ECONOMÍA| Salarios
Una porción mayor de la torta
Aunque el salario ha ganado terreno frente al PBI en el actual contexto económico, las características de la distribución todavía marcan una inequidad que se equipara a la de los ’70. La tendencia no muestra un panorama claro al respecto.
Por Diego Valenzuela
Cuánto se llevan los empresarios y cuánto
los trabajadores de lo que se produce en la Argentina? El salario ha recuperado
participación en la riqueza nacional, pero según esta medición aún el país sigue
siendo más inequitativo que en los años ’70. En algún momento los asalariados
supieron explicar la mitad del producto bruto, pero desde entonces se oscila en
torno al 40 % con registros cercanos el 35 % en 1997 y 2002.
Esta es una de las medidas posibles del grado de equidad social. Hay otras más
ajustadas técnicamente y de diferente naturaleza, como la relación entre el 10
% más pobre y el 10 % más rico o el coeficiente GINI. En estos casos se observa
más precisamente el grado de desigualdad en toda la sociedad. Pero en una
economía como la Argentina, con alto trabajo en negro y pobreza, que suba la
participación del salario en el producto no significa que estén mejor los más
rezagados, porque pueden estar participando en mayor medida los trabajadores en
blanco y sindicalizados.
Historia. En 1993 la participación del salario en el PBI rondaba el 43,8 %,
nada desdeñable para ser parte de la hoy considerada "segunda década
infame". El gobierno de Carlos Menem no queda tan mal parado, aunque se
dirá, no sin bastante razón, que la alta participación del salario en la era
menemista no era sostenible.
Con el correr de los años la participación salarial fue reduciéndose hasta 37 %
en 1997, y se mantuvo en torno al 40 %. El año 2002 significó una brusca caída por
la devaluación y el alto desempleo (que mantuvo un tiempo quietos a los
salarios, mientras la producción y la participación empresaria
aumentaba). En el año de la pos crisis llegó a 34,7 % para luego comenzar
a recuperarse paulatinamente y situarse de nuevo en 40 %.

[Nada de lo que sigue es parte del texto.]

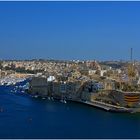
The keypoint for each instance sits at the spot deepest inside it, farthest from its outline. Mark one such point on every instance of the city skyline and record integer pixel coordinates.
(69, 30)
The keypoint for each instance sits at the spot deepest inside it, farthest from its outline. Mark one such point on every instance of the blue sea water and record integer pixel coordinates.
(26, 117)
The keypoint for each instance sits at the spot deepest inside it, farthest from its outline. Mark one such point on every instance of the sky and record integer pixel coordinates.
(70, 30)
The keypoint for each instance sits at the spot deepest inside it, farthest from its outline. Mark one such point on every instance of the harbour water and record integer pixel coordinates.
(22, 116)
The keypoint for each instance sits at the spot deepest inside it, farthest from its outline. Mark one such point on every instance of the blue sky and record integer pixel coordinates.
(69, 30)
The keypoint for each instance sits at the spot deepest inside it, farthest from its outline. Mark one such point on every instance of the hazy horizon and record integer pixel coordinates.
(69, 30)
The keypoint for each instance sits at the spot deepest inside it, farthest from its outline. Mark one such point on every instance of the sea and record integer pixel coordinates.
(22, 116)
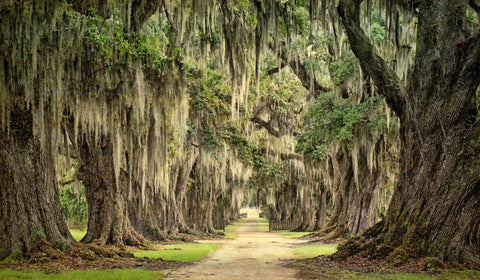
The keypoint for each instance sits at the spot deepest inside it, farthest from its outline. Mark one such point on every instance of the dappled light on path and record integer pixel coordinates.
(252, 255)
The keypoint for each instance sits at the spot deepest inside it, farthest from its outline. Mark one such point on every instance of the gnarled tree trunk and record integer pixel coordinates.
(106, 195)
(30, 210)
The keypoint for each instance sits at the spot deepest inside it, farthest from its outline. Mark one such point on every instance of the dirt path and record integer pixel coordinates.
(252, 255)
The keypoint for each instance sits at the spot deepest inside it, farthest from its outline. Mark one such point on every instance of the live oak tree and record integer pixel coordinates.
(435, 209)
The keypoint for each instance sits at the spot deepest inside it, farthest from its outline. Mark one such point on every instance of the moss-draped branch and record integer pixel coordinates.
(384, 78)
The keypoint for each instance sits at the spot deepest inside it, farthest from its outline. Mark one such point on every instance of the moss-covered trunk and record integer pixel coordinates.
(30, 210)
(435, 209)
(107, 195)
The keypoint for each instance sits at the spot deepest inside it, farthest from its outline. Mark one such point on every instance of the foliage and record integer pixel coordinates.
(107, 274)
(188, 252)
(377, 32)
(343, 68)
(333, 119)
(72, 198)
(117, 46)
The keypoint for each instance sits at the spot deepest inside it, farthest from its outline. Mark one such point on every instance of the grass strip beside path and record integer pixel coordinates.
(187, 252)
(108, 274)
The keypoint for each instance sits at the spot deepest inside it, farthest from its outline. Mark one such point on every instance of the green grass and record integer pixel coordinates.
(78, 234)
(441, 275)
(310, 251)
(187, 252)
(109, 274)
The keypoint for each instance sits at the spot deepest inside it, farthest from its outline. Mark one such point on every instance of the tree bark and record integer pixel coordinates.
(107, 196)
(435, 209)
(30, 210)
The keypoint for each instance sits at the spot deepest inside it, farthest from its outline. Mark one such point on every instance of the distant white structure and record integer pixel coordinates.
(251, 212)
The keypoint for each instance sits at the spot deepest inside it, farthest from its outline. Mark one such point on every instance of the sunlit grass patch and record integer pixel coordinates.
(313, 250)
(180, 252)
(109, 274)
(78, 234)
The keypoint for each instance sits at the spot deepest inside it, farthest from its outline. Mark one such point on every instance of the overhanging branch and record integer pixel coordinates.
(300, 71)
(384, 78)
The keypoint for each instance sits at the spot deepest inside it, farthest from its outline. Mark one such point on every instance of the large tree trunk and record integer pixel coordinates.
(30, 210)
(106, 194)
(321, 212)
(435, 209)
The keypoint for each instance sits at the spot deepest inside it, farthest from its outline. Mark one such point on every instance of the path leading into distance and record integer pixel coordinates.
(252, 255)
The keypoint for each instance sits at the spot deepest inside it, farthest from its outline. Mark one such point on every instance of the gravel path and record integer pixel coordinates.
(252, 255)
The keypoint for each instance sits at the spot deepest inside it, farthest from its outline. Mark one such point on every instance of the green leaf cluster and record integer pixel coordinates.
(343, 68)
(72, 198)
(333, 119)
(117, 46)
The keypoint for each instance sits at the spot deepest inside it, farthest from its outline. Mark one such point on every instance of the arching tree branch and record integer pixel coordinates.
(300, 70)
(384, 78)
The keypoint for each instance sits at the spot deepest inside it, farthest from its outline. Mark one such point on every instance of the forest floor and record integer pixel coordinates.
(253, 254)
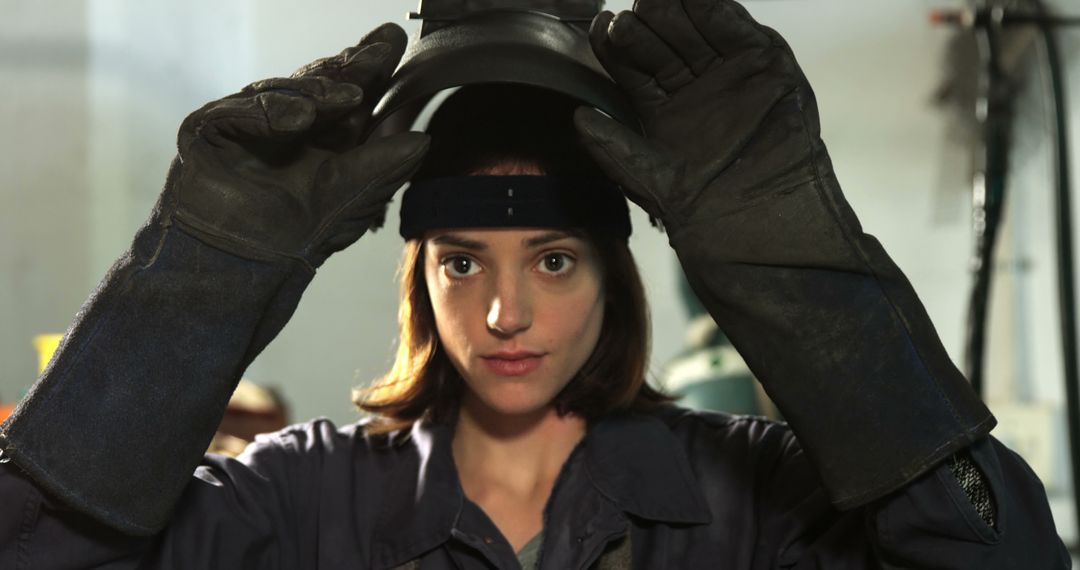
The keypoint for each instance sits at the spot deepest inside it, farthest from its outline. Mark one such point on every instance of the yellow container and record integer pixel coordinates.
(45, 344)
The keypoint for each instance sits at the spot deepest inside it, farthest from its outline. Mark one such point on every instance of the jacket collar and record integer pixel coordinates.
(638, 463)
(634, 461)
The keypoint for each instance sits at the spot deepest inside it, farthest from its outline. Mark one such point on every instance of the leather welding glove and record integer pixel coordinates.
(268, 182)
(733, 165)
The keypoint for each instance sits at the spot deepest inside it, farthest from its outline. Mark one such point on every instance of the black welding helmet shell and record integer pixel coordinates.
(500, 45)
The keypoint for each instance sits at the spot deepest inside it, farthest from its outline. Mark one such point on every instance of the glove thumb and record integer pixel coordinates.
(383, 165)
(626, 158)
(365, 179)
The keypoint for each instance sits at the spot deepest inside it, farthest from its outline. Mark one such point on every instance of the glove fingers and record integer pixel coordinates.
(639, 85)
(648, 53)
(670, 22)
(625, 158)
(332, 99)
(269, 117)
(726, 26)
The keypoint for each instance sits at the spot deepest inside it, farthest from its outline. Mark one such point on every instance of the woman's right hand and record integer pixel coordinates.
(279, 171)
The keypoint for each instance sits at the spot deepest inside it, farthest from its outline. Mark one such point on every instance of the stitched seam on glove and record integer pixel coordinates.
(974, 486)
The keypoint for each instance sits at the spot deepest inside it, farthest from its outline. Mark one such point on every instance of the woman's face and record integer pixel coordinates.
(518, 311)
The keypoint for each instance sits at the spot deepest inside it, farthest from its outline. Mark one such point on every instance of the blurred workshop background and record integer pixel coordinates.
(92, 93)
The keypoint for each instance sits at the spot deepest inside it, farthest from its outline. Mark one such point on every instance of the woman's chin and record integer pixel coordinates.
(513, 401)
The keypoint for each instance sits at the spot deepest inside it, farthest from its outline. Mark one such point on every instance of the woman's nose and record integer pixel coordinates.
(510, 311)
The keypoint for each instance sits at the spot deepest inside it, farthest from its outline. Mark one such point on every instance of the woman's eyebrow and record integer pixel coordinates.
(449, 239)
(548, 238)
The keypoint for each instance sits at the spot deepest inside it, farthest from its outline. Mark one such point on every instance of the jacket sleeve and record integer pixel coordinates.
(930, 523)
(233, 513)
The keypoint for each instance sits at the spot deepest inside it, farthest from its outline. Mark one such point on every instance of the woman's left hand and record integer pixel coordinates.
(726, 110)
(733, 165)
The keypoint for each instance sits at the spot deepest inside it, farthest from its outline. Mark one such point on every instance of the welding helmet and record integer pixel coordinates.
(499, 52)
(542, 43)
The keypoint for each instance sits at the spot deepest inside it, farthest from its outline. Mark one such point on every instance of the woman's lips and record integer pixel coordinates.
(512, 364)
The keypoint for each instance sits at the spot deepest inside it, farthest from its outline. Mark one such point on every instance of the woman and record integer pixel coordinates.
(505, 418)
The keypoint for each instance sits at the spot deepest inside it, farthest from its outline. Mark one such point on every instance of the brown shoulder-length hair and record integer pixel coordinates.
(474, 131)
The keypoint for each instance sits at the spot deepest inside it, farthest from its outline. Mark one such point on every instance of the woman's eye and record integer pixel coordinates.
(460, 267)
(556, 263)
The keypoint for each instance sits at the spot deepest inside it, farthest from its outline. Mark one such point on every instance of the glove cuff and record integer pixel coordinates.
(121, 417)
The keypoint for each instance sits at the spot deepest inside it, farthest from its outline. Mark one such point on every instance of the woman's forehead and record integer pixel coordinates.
(484, 238)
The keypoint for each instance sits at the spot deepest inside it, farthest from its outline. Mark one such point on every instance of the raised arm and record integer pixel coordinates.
(267, 184)
(733, 165)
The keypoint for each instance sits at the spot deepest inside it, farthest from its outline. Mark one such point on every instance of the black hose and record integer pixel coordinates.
(1065, 272)
(997, 96)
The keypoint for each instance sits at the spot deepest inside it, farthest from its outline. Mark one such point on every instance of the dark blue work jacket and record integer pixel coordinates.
(673, 490)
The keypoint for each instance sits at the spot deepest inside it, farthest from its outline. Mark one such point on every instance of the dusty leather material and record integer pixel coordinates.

Todo esto significa que el Gobierno de Néstor Kirchner logró que el salario
subiera algo más de 5 puntos entre 2003 y 2005 (quizás un poco más a fines de
2006) para alcanzar un nivel todavía inferior a los mejores momentos de los
’90.
Opiniones. Sobre estos números hay numerosos interpretaciones y razonamientos.
De un lado se dirá que si se apura el aumento de la participación salarial en
el producto se pone en riesgo la acumulación capitalista necesaria para
sostener el aumento de producción. Es la idea de que hay que acumular primero
para repartir después. Muchas veces esto ha quedado en la promesa y en las
buenas intenciones.
Si el capitalista acumula primero para invertir más –ganando participación sobre el salario- la economía se torna más inequitativa. Lo contrario ocurrió en el primer peronismo: hay quienes creen que la economía se resintió por una rápida distribución de los ingresos. Pero aquella Argentina tuvo el récord en equidad, midiendo la participación del salario en el producto.

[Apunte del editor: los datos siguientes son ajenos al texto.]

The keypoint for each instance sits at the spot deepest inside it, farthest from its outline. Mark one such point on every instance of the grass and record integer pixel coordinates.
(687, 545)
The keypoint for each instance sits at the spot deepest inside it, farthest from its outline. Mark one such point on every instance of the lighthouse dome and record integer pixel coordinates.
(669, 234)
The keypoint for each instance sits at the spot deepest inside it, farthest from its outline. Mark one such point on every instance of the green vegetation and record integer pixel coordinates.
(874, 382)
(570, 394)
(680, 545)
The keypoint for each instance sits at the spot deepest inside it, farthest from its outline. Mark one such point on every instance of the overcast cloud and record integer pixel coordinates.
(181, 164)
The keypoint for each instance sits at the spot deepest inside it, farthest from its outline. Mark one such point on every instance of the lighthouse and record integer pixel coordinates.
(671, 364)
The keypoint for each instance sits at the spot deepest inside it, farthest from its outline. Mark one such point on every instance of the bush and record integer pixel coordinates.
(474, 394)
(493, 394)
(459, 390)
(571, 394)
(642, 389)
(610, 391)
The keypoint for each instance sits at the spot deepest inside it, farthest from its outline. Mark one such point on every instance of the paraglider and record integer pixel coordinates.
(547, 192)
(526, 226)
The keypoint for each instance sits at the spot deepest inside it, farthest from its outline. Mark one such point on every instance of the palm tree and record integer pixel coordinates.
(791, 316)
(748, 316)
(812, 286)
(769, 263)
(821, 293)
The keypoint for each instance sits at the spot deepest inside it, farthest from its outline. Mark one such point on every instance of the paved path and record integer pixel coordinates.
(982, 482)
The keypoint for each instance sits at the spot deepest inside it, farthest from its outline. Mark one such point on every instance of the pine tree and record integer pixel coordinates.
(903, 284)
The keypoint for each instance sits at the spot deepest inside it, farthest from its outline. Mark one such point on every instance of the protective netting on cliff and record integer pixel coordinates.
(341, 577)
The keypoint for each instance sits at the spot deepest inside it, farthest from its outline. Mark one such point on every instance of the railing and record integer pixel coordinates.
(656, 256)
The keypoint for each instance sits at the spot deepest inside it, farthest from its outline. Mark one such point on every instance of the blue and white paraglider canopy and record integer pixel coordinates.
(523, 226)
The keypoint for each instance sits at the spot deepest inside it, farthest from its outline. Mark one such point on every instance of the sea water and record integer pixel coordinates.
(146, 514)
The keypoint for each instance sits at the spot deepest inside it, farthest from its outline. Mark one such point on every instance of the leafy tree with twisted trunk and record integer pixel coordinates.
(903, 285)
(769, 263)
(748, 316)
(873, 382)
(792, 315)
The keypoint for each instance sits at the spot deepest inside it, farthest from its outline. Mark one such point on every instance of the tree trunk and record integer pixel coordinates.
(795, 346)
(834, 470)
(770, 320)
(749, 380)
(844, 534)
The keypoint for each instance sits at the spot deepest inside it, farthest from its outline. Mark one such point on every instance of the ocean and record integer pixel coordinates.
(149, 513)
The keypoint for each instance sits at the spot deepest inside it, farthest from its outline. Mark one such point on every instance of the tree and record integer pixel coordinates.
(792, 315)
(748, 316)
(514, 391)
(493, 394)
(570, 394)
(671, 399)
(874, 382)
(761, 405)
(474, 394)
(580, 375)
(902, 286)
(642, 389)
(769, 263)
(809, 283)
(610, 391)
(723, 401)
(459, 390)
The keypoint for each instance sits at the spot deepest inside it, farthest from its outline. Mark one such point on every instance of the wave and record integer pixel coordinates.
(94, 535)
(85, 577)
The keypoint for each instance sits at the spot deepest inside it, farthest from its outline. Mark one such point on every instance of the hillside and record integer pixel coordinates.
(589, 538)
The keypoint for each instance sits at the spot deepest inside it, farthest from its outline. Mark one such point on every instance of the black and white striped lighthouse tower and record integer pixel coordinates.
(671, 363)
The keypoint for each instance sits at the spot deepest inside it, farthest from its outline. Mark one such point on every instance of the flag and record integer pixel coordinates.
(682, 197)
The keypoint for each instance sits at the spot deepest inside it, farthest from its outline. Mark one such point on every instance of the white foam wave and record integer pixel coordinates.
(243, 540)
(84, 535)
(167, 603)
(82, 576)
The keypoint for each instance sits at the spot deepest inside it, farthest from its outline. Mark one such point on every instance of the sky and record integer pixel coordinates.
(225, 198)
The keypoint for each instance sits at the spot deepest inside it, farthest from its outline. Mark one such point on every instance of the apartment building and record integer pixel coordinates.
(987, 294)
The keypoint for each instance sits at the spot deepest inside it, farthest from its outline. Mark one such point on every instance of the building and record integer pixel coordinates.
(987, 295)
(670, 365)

Si el salario tiene una alta
participación, dirían los empresarios, no habrá suficiente rentabilidad para
volcar a la inversión y la actividad económica sufrirá. ¿Un pretexto para
domesticar al salario? En los sindicatos piensan que si. Y agregan otro
argumento: una suculenta masa salarial genera un mercado interno más dinámico
que termina beneficiando a los empresarios, porque venden más. Carlos Tomada,
el ministro de Trabajo, tiene una interesante definición sobre el salario:
"Para nosotros no es un costo laboral, es un instrumento clave para
dinamizar el mercado interno".
Luego hay argumentos más de filosofía política. Un país más justo y equitativo
es deseable, y por eso es importante lograr una elevada participación del
salario en el ingreso nacional. Crecer y agrandar la torta mientras se mantiene
inmóvil la parte que se llevan los asalariados no parece ser lo saludable
política y socialmente.
Lo opuesto sería tener un país en crecimiento con un sector capitalista muy
rentable en parte en base a la explotación de los asalariados. Puede ser un
instrumento para el crecimiento, pero no resulta compatible con objetivos de
desarrollo social. El resultado es crecimiento más inequidad.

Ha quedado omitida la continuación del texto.